As previously published, we use a common resource pool for running grid and cloud interface in the MetaCentrum. Now we demonstrate that the same principle can be applied to internal services. It represents an important benefit in the case of services with occasionally peaking resource demand. In general the layered infrastructure with a set of internal
and external services running on top of a single virtualized resource pool acts as significant internal optimization.

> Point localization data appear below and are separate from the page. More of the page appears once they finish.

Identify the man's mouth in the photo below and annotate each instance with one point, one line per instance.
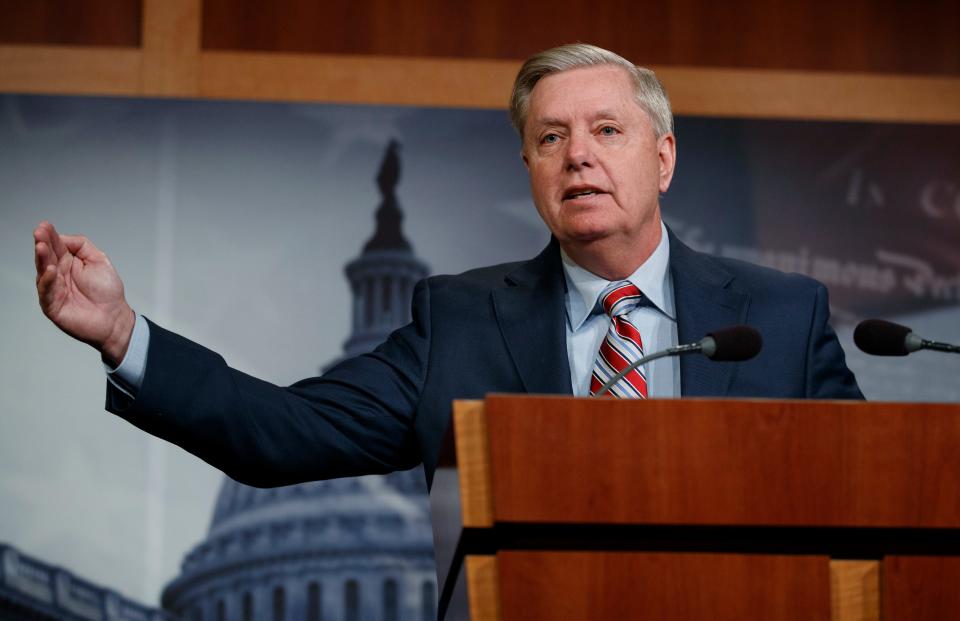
(581, 193)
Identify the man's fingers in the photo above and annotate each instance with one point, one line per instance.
(39, 248)
(46, 288)
(79, 246)
(56, 240)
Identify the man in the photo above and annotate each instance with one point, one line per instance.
(598, 145)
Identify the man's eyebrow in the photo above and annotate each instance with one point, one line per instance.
(605, 114)
(548, 121)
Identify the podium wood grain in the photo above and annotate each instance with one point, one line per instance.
(771, 463)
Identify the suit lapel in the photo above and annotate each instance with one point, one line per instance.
(532, 316)
(704, 302)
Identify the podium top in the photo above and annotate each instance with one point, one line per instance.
(563, 460)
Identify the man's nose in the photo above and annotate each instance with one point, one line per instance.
(579, 152)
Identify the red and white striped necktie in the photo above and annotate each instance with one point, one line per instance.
(622, 344)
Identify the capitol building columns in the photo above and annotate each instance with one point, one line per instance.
(352, 549)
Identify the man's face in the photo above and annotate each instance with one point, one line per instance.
(596, 166)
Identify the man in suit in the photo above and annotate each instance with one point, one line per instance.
(598, 145)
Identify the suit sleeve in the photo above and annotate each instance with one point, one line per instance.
(827, 374)
(356, 419)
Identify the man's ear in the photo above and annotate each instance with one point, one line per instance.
(667, 153)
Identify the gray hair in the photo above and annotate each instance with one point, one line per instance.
(650, 94)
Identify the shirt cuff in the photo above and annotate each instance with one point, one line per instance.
(128, 376)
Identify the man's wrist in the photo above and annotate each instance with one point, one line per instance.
(115, 347)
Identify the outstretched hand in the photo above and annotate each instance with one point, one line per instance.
(81, 292)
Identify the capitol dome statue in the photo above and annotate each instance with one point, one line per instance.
(353, 549)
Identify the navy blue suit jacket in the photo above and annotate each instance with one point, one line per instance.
(495, 329)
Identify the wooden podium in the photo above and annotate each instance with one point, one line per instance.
(573, 508)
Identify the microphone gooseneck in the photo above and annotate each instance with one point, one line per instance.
(879, 337)
(730, 344)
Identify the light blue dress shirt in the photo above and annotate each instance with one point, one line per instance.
(587, 324)
(656, 320)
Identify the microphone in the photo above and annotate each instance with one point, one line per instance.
(730, 344)
(885, 338)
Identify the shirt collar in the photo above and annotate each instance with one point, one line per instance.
(652, 278)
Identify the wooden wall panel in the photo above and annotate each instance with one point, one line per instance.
(897, 36)
(623, 585)
(921, 588)
(106, 23)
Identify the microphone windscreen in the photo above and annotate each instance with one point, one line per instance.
(736, 343)
(881, 338)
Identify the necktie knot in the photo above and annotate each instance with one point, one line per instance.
(620, 298)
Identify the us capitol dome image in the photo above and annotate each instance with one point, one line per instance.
(352, 549)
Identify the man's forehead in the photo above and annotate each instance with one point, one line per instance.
(602, 91)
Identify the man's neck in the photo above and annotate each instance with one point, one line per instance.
(614, 258)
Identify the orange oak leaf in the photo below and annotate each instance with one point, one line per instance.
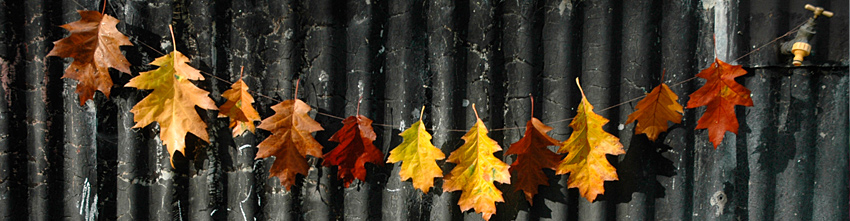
(238, 107)
(720, 93)
(172, 102)
(653, 112)
(586, 148)
(94, 45)
(476, 170)
(532, 158)
(291, 140)
(355, 149)
(418, 156)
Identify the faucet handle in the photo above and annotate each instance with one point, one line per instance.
(818, 11)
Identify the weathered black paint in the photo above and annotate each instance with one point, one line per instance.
(788, 161)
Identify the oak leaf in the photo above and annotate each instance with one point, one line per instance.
(720, 93)
(172, 102)
(653, 112)
(291, 140)
(475, 172)
(94, 45)
(238, 107)
(586, 148)
(355, 149)
(418, 156)
(532, 158)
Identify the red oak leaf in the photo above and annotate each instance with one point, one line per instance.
(720, 93)
(355, 149)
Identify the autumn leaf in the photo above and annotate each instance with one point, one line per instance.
(653, 112)
(238, 107)
(586, 148)
(291, 140)
(532, 158)
(418, 156)
(172, 102)
(94, 45)
(355, 149)
(720, 93)
(476, 170)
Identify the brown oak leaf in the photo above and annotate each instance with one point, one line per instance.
(291, 140)
(238, 107)
(532, 158)
(94, 45)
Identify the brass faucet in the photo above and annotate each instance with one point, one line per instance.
(800, 46)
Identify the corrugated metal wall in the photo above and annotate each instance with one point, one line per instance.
(60, 160)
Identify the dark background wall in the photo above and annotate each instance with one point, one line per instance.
(789, 161)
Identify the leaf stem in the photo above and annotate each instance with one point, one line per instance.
(579, 88)
(358, 106)
(297, 82)
(173, 46)
(532, 104)
(476, 111)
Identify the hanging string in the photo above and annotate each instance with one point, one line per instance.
(257, 93)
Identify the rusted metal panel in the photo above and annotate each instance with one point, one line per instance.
(789, 161)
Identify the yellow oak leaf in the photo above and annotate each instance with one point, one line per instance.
(418, 156)
(586, 148)
(94, 45)
(653, 112)
(238, 107)
(476, 170)
(172, 102)
(291, 140)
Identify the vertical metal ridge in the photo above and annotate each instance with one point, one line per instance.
(598, 81)
(519, 69)
(79, 150)
(36, 114)
(442, 65)
(403, 96)
(561, 65)
(323, 194)
(640, 71)
(162, 202)
(358, 197)
(680, 43)
(758, 130)
(204, 189)
(281, 69)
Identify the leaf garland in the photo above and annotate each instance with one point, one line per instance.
(172, 102)
(418, 156)
(720, 94)
(532, 158)
(94, 45)
(586, 148)
(476, 170)
(291, 140)
(355, 149)
(239, 108)
(653, 112)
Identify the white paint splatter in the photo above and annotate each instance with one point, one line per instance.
(84, 196)
(244, 217)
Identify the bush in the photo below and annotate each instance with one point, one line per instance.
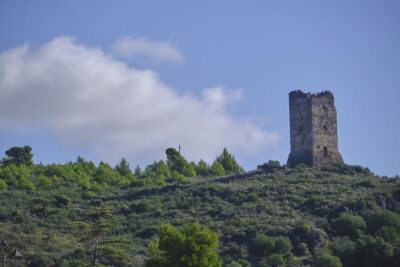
(348, 225)
(192, 246)
(3, 185)
(276, 260)
(326, 260)
(379, 219)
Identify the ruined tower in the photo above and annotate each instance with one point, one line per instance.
(313, 129)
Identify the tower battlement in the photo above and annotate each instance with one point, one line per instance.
(313, 129)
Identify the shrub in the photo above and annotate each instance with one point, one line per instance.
(3, 185)
(192, 246)
(326, 260)
(348, 225)
(379, 219)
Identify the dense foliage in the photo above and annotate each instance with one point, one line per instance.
(82, 214)
(193, 246)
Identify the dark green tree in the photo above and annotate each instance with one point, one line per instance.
(176, 162)
(123, 168)
(217, 169)
(202, 168)
(97, 235)
(229, 163)
(326, 260)
(19, 155)
(193, 246)
(348, 225)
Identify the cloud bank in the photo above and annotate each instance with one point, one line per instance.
(86, 98)
(129, 47)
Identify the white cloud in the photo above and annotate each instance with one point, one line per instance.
(87, 98)
(144, 48)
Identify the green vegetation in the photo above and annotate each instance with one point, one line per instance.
(193, 246)
(178, 213)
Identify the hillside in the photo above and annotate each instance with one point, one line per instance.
(344, 211)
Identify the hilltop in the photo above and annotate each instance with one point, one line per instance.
(273, 216)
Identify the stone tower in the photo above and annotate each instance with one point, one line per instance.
(313, 129)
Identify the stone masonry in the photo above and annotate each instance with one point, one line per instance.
(313, 129)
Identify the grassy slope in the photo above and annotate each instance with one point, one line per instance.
(43, 222)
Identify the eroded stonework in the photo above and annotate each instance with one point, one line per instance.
(313, 129)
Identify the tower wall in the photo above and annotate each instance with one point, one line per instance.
(313, 129)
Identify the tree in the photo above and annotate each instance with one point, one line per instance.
(176, 162)
(123, 168)
(202, 168)
(217, 169)
(229, 163)
(18, 155)
(97, 234)
(348, 225)
(326, 260)
(193, 246)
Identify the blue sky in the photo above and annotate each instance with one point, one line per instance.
(227, 65)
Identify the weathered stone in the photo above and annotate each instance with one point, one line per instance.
(313, 129)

The described application – harvesting of huge logs – is an important step in developing MetaCentrum's continuous security processes. But it is also a new typical use case intended to show our users – researchers from various areas – how to manage large amounts of data for full-text searching or organizing large data using NGI resources. The full-text or NoSQL engines such as Elastic Search or MongoDB can be straightforwardly instantiated in MetaCentrum environment with dynamically expandable capacity and become a part of the portfolio of standard solutions provided to our users.
Gathering the logs over the open Internet from all our nodes is achieved by an rsyslog facility extended by a custom GSSAPI module. We decided to develop this module because our infrastructure is Kerberos-based and the only supported X.509 authentication and confidentiality services are not suitable for our needs.
From the central syslog server the logs are transferred to
distributed indexing services. We have two types of those. The first is a full text engine intended to index all the data for on-demand queries. The second is a NoSQL database intended to store a selection of the data to process it by predefined queries. For the full-text engine we use Elastic Search, a distributed parallel system which we found to be be really elastic in our environment. In its "resting" configuration (minimal set of pre-allocated resources) it is running just to receive and index data. It can be expanded on-demand in reasonable time scale to be big enough to process demanding queries in real time.
This expansion relies on MetaCentrum's virtual cluster
facility which is a cloud-like environment controlled by a Torque resource manager. The Elastic Search itself manages discovery of new worker nodes and transparent data (indices) replication and query distribution. An advanced feature of the virtual cluster service - virtual networking - is used to encapsulate communication between cluster nodes to overcome lack of security in the current implementation. The role of NoSQL database, implemented by MongoDB, will be shown on a focused hunt for signs of bad guys trying to access user accounts on all of our worker nodes. As MetaCentrum worker nodes are located in the open Internet, it is important to evaluate and react to suspicious patterns in user ssh authentication.